En d'autres termes, la menace pesant sur notre nation ne cible pas seulement les Turcs au sens ethnique. Cette menace vise la dissolution de la nation et de la Turquie avec tous ses éléments, y compris les Turcs, les Kurdes, les Arabes, les Zazas, les Lazes, les Circassiens, les Bosniaques et les Géorgiens. Aucun élément du peuple turc ne s'abstiendra de protéger la nation turque et sa patrie contre la menace de fragmentation. D'autre part, la Turquie est également fermée aux options de gestion régionale ou fédérative en raison de la réalité objective qui est la résultante de caractéristiques principales telles que la structure géographique, la répartition de la population, l'imbrication sociale, l'unité de croyance, ainsi que les partenariats historiques et culturels.

LES KURDES SONT UN ÉLÉMENT ESSENTIEL DE LA NATION

La vérité est la suivante : les Kurdes sont un élément essentiel de la nation apparue avec la guerre d'indépendance et la fondation de la République.

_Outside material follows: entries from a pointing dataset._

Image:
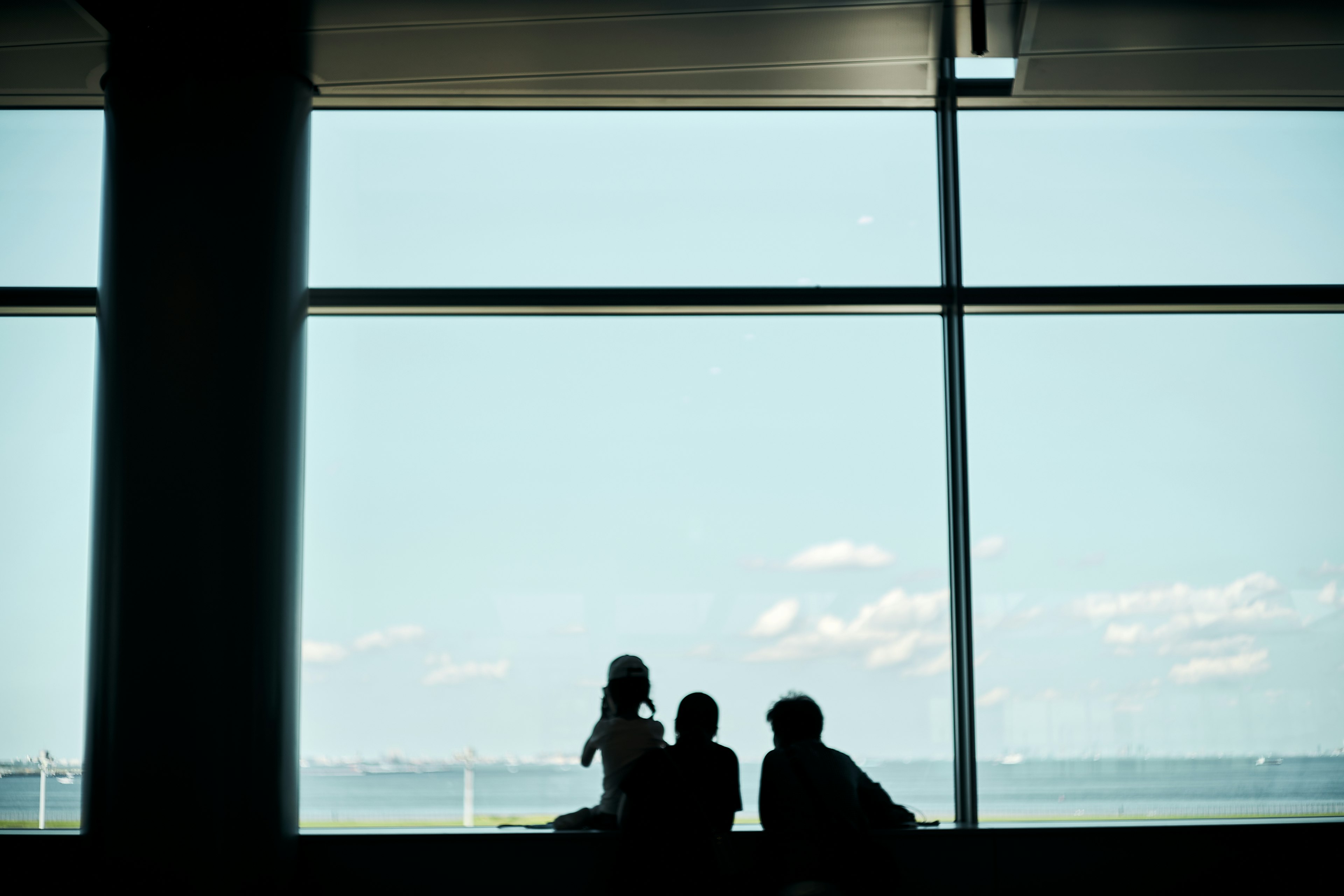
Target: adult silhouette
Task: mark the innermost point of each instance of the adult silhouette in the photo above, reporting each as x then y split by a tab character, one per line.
819	811
679	804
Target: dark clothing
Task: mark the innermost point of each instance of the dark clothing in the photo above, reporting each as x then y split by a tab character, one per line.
677	814
687	786
819	809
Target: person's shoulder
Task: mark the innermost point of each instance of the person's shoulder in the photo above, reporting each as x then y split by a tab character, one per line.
838	757
604	729
723	754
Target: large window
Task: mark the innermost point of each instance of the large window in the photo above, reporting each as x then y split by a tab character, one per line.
624	199
1156	503
1139	198
46	441
50	181
500	506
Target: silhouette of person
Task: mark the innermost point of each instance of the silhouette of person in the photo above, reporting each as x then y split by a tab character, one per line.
819	809
679	804
622	735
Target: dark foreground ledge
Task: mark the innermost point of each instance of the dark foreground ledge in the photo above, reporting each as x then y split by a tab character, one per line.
1156	858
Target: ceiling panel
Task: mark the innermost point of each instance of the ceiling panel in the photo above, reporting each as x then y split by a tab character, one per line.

En d'autres termes, les Kurdes sont une partie indissociable de la nation turque et, à ce titre, les fondateurs et les propriétaires permanents de la République de Turquie. L'avenir est garanti par la réalité d'un seul État et d'un seul État unitaire, qui est la seule option conforme à cette situation objective. LES PRINCIPALES APPROCHES DE L'INITIATIVE DE L'ÉTAT Le peuple turc est la garantie de notre diversité, la nation turque est la garantie de notre unité.

La nation turque ne repose pas sur le « nationalisme ethnique », mais sur la citoyenneté turque définie comme un lien juridique, c'est-à-dire sur le « nationalisme civique ». La citoyenneté turque n'est pas ethnique ; elle est acquise avec la République, son contenu est la citoyenneté républicaine et c'est un lien juridique établi avec l'État. Les citoyennetés ultérieures sont également dans le même cadre, car elles reposent sur le principe de l'acceptation des éléments fondamentaux de l'État national et de la conscience nationale.

LE SIÈCLE DES TURCS ET DES KURDES

L'État de la République de Turquie est l'État national des Kurdes, tout comme il l'est pour tous les éléments du peuple turc. Le Siècle de la Turquie est le siècle des Turcs et des Kurdes. L'appropriation de l'État de la République de Turquie par les Kurdes est à la fois leur droit et leur devoir.

LES KURDES DOIVENT S'INTÉGRER DAVANTAGE À LEUR ÉTAT

Ce qui est attendu, c'est que les Kurdes s'intègrent davantage à leur État. Un seul État et une seule nation sont la seule réalité de la Turquie. Après l'acceptation et l'appropriation de cette réalité, et seulement à cette condition, la nation acquiert le pouvoir de décider de son avenir avec tous ses éléments indissociables. Le sujet fondamental de notre époque est l'appropriation, le développement et le renforcement de la nation turque et de la République unitaire de Turquie par le peuple turc, avec tous ses éléments et dans l'unité. Cette unité intérieure que la Turquie assurera, ainsi que le renforcement de son front intérieur et extérieur, peuvent, comme l'a dit le président Erdoğan, initier l'intégration des Turcs, des Arabes et des Kurdes dans la région au cours de ce siècle et faire de la Turquie la puissance déterminante de la région à tous égards. Ce qui est prévu, c'est que cette opportunité historique se réalise.